Adam Jackson, Chrisje Brants and Tim Wilson from Northumbria Law School, and Derek Johnson from the Department of Geography, will join colleagues from The Netherlands Open University, The Norwegian Police University College and Stockholm University. They will be studying tensions between privacy and crime fighting on the TOR-network – a free software that allows anonymous communication. In addition, the team will look at ways of ensuring that evidence of international criminal activity can be collected effectively and exchanged efficiently between different jurisdictions.
While the number of traditional crimes is generally falling throughout much of the world, especially in Europe, the growth of cybercrime, including illicit trading on the Dark Web, is creating new challenges for the police and the courts.
Law School Senior Lecturer and Deputy Director of the Northumbria Centre for Evidence and Criminal Justice Studies (NCECJS), Adam Jackson, is an expert in the Law of Criminal Evidence. He said: “It is important to ensure that when evidence is gathered without the traditional indications of geographical origin and is wholly dependent on the integrity of digital capture it will be accepted as reliable by the courts. We shall also be looking at how police activity against cybercrime can strike the right balance between protecting society and respecting legitimate privacy rights.”
From the Geography and Environmental Sciences department Senior Lecturer Derek Johnson will add his knowledge and expertise in crime data, recording and investigatory practices in the digital environment. Criminal activity on the TOR network will be explored and related theories of crime examined. He added: “Over the decades we have seen technology advance rapidly and with it the nature of criminal opportunity. Justice agencies need to understand those changes in order to fulfil community needs of prevention, detection and justice provision. This work will seek to advance that understanding in what has become an increasingly complex social as well as technological field without the usual geographical boundaries.”
Another member of the team, Professor Chrisje Brants commented: “Criminal activity on the Dark Web requires international collaboration between police forces and the cross border use of evidence to obtain convictions. This requires mutual knowledge of, trust in and recognition of differing criminal justice systems and laws and the evidence they can produce. There may also be problems concerning the limits of the freedom of expression, differing substantive laws (e.g. pornography, terrorism) and consequently different boundaries to the use of intrusive police powers.
The NCECJS research is not just of academic interest as Northumbria Law School’s Professor Tim Wilson explained: “At the beginning of the year I discussed with the House of Commons Justice Committee the lessons from our research can inform decisions about how police and judicial cooperation with EU countries can continue after Brexit. This was acknowledged in a report that the Committee published in March. Other NCECJS members have been involved regionally, for example, in police training in County Durham. Nationally other colleagues are working with the Forensic Science Regulator to find ways of improving how evidence recovered from a crime scene is tested for its reliability in legal proceedings.”
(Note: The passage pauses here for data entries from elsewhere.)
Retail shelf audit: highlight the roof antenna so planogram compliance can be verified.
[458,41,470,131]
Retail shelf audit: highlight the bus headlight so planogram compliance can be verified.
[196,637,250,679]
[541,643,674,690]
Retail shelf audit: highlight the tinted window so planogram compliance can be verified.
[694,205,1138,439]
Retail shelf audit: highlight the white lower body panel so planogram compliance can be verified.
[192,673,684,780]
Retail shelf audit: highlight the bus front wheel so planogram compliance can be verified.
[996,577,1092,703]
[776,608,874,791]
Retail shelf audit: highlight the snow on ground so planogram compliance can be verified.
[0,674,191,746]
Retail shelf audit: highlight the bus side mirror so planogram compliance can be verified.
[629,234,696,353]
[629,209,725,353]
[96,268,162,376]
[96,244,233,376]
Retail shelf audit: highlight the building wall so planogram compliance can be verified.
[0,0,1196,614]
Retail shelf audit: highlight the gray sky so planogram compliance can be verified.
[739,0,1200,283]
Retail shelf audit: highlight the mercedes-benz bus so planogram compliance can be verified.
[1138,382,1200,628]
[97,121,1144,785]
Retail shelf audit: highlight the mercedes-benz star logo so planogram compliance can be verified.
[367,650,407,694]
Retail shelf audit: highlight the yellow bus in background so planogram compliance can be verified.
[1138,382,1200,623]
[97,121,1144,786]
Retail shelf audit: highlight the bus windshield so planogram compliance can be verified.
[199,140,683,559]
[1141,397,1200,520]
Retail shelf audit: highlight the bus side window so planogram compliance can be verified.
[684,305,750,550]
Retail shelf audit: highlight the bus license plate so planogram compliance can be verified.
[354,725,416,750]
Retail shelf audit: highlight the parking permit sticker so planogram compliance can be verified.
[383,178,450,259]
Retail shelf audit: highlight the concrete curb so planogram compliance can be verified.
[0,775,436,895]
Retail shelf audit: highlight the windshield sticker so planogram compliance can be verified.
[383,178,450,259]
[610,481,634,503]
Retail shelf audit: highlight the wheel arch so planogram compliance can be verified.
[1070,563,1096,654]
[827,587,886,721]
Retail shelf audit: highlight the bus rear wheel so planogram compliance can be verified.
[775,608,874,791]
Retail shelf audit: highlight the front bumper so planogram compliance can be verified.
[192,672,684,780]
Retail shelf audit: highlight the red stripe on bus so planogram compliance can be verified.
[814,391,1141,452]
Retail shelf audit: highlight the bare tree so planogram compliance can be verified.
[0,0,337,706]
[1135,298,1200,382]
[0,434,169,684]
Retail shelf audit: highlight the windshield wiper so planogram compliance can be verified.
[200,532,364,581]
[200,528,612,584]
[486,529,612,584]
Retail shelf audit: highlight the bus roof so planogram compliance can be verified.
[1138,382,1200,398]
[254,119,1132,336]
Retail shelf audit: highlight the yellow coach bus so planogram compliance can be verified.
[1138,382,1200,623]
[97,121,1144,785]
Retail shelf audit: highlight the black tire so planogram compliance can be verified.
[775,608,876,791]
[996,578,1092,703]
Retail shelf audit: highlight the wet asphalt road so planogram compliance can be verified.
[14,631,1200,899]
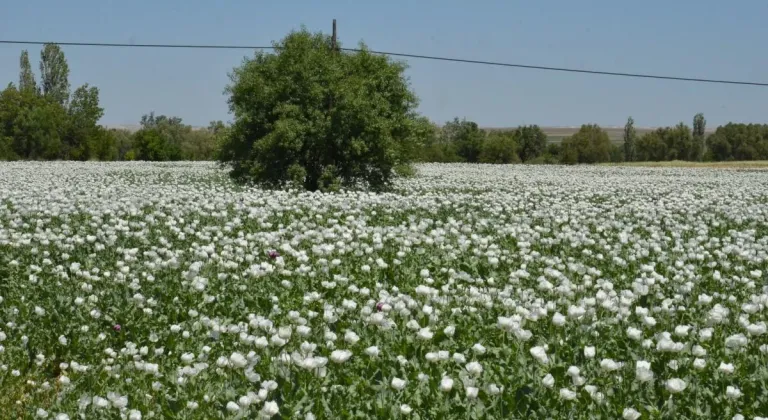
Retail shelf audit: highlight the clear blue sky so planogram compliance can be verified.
[0,0,768,126]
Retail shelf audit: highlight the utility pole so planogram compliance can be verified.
[331,19,338,51]
[328,19,339,115]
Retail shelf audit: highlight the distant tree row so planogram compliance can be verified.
[414,118,558,163]
[0,44,226,160]
[415,113,768,164]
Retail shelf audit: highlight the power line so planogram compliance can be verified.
[0,40,768,87]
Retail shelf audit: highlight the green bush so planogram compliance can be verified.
[560,124,612,164]
[479,132,520,163]
[219,29,421,190]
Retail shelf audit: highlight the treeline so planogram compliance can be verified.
[414,114,768,164]
[0,44,226,160]
[0,44,768,164]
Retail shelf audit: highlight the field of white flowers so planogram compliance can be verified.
[0,163,768,420]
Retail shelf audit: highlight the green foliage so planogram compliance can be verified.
[40,44,69,106]
[525,152,560,165]
[479,132,520,163]
[561,124,612,164]
[0,44,118,160]
[441,118,485,163]
[515,125,547,162]
[109,128,136,160]
[659,122,694,160]
[611,143,624,163]
[635,123,698,162]
[219,29,418,190]
[62,83,106,160]
[635,129,667,162]
[395,163,417,178]
[415,118,461,163]
[133,127,181,161]
[691,113,707,160]
[624,117,637,162]
[707,123,768,161]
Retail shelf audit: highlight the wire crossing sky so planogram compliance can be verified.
[0,40,768,87]
[0,0,768,128]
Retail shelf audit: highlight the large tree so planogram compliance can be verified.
[515,125,547,162]
[624,117,637,162]
[562,124,612,163]
[19,50,37,92]
[220,28,418,190]
[40,44,69,105]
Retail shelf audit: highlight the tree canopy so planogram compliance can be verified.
[219,29,421,190]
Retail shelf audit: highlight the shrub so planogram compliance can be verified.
[219,29,423,190]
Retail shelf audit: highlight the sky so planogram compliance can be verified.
[0,0,768,127]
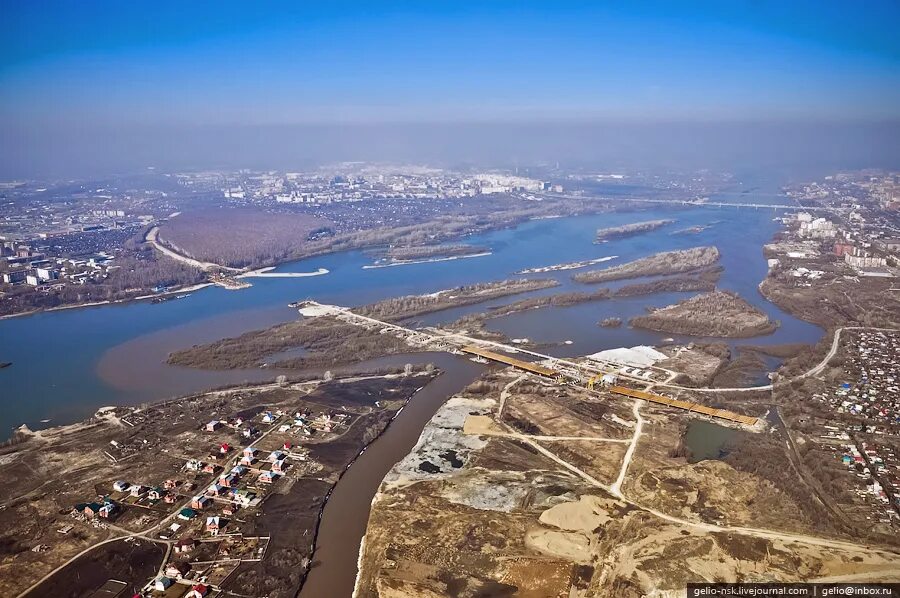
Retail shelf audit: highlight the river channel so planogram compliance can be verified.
[0,183,822,596]
[0,195,822,439]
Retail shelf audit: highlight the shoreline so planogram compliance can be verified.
[362,251,494,270]
[516,255,619,274]
[0,282,216,321]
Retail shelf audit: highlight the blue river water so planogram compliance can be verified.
[0,193,822,438]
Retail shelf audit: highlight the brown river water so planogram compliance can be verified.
[300,353,483,598]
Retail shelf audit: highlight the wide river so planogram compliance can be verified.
[0,185,821,439]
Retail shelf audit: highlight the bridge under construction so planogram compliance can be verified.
[462,345,758,426]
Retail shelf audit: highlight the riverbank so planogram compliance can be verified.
[629,291,777,338]
[0,369,434,598]
[594,220,675,243]
[0,282,215,320]
[362,251,493,270]
[572,247,719,284]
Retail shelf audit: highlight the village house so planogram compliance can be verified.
[74,499,118,519]
[178,508,199,521]
[175,536,197,553]
[166,563,191,579]
[153,575,172,592]
[191,495,211,509]
[206,515,225,536]
[206,483,228,496]
[234,489,256,507]
[184,583,209,598]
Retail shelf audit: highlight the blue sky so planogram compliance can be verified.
[0,0,900,126]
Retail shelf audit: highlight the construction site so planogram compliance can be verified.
[297,301,764,430]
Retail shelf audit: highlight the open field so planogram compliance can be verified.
[357,370,900,598]
[0,372,433,596]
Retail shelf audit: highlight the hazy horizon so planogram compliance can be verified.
[0,0,900,178]
[0,121,900,179]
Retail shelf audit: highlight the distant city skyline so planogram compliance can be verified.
[0,0,900,176]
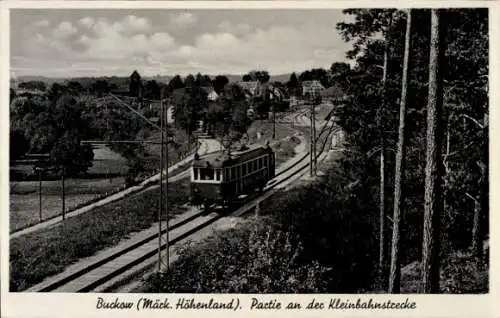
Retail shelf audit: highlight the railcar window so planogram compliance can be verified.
[200,168,214,180]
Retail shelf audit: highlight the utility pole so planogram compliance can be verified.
[36,167,42,222]
[271,103,276,139]
[312,94,318,176]
[309,103,314,177]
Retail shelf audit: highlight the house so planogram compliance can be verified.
[237,81,260,97]
[129,71,144,98]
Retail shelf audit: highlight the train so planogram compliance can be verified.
[190,143,276,211]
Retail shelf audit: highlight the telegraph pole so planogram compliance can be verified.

Professor John Wilson, Pro Vice-Chancellor for the Faculty of Business and Law at Northumbria, said: “This new project further consolidates the reputation of the University’s NCEJS research centre for innovative work at the interface between law, globalisation and scientific or technological development. The quality of that work has clearly been recognised in the award of a multi-national research contract by three research councils: NordForsk (the Scandinavian region’s joint research body): the UK’s Economic and Social Sciences Research Council and the Netherlands Organisation for Scientific Research.
“Insights gained from this research will also be reflected in Northumbria, in both teaching on traditional degree courses and our increased engagement with the training of criminal justice professionals.”